There’s no avoiding the real-world context, either. This is Smith’s first big theatrical shot since the 2022 Oscars, and the movie plainly uses that baggage. He’s tighter here, less breezy, his confidence replaced by something frayed. When Mike locks up during a shootout and can’t breathe, it’s hard not to read the performance as carrying more than the script admits. Then Marcus slaps him—over and over—to shock him back into the moment. Maybe that lands as canny self-awareness, maybe it feels like naked image repair. I expected to hate it. Instead, it mostly works because the film acknowledges the crack in Smith’s star persona without trying to be too cute about it.
None of that matters if Mike and Marcus stop being fun together, and thankfully they haven’t. David Ehrlich wrote in *IndieWire*, "Despite everything that's crammed into this one, it's still nothing without Mike and Marcus." Exactly. Lawrence, who seemed tired in the last film, looks recharged here. Wandering around in hospital gear and anti-slip socks, muttering about destiny and previous lives, he brings a loose, deranged energy that Smith can play off beautifully. Their rhythm is still the franchise’s best trick.

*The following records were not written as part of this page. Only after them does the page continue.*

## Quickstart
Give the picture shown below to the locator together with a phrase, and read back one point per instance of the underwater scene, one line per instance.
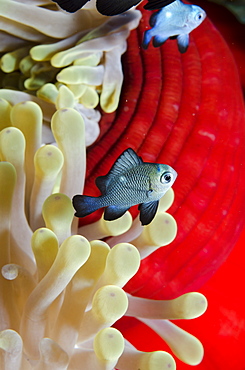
(122, 196)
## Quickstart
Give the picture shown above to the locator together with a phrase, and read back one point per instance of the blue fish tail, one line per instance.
(158, 40)
(84, 205)
(146, 39)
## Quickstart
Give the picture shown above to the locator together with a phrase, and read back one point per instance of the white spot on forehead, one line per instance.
(122, 178)
(207, 134)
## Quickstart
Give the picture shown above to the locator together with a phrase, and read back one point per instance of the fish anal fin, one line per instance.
(126, 161)
(84, 205)
(158, 40)
(183, 42)
(148, 211)
(114, 212)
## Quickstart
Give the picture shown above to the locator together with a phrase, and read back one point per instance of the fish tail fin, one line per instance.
(84, 205)
(158, 40)
(146, 39)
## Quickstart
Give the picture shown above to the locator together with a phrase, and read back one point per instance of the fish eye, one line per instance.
(166, 177)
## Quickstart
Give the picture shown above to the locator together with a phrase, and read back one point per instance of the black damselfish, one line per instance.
(111, 7)
(129, 182)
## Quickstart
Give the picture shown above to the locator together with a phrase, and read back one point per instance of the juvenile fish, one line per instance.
(110, 7)
(129, 182)
(175, 20)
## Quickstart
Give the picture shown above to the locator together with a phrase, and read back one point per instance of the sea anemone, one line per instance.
(47, 266)
(60, 292)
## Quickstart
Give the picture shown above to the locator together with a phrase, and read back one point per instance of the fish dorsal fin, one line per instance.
(127, 160)
(153, 19)
(157, 4)
(101, 183)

The plot itself is paper-thin. Captain Howard (Joe Pantoliano) is dead, someone is trying to paint him as a cartel rat, and the conspiracy mostly exists to shove Mike and Marcus toward the next huge set piece. The villains barely register as people. They’re just scowls with guns. But procedural detail has never been the point of these movies.
What sticks is the stuff the directors stage with conviction. The standout is the home invasion sequence, where Reggie—Marcus’s mild, often-dismissed son-in-law, played by Dennis Greene—gets trapped in the house with his family as mercenaries crash in. The scene turns abruptly, wonderfully brutal. Reggie, a Marine, works through the attackers with knives, rifles, and terrifying calm. Adil and Bilall strip the comedy away and shoot it straight, which makes Mike and Marcus’s speechless reaction to the security footage later even funnier.

I don’t know how much longer this series can keep borrowing energy from 90s nostalgia before the strain shows for good. Sooner or later, "too old for this" stops being a punch line and just becomes true. For now, though, *Ride or Die* finds a sweet spot. It delivers the Miami shine and the mayhem, then lets a little weariness show through the cracks. It’s loose, overstuffed, and sometimes unexpectedly moving. I’ll take that over another antiseptic blockbuster any day.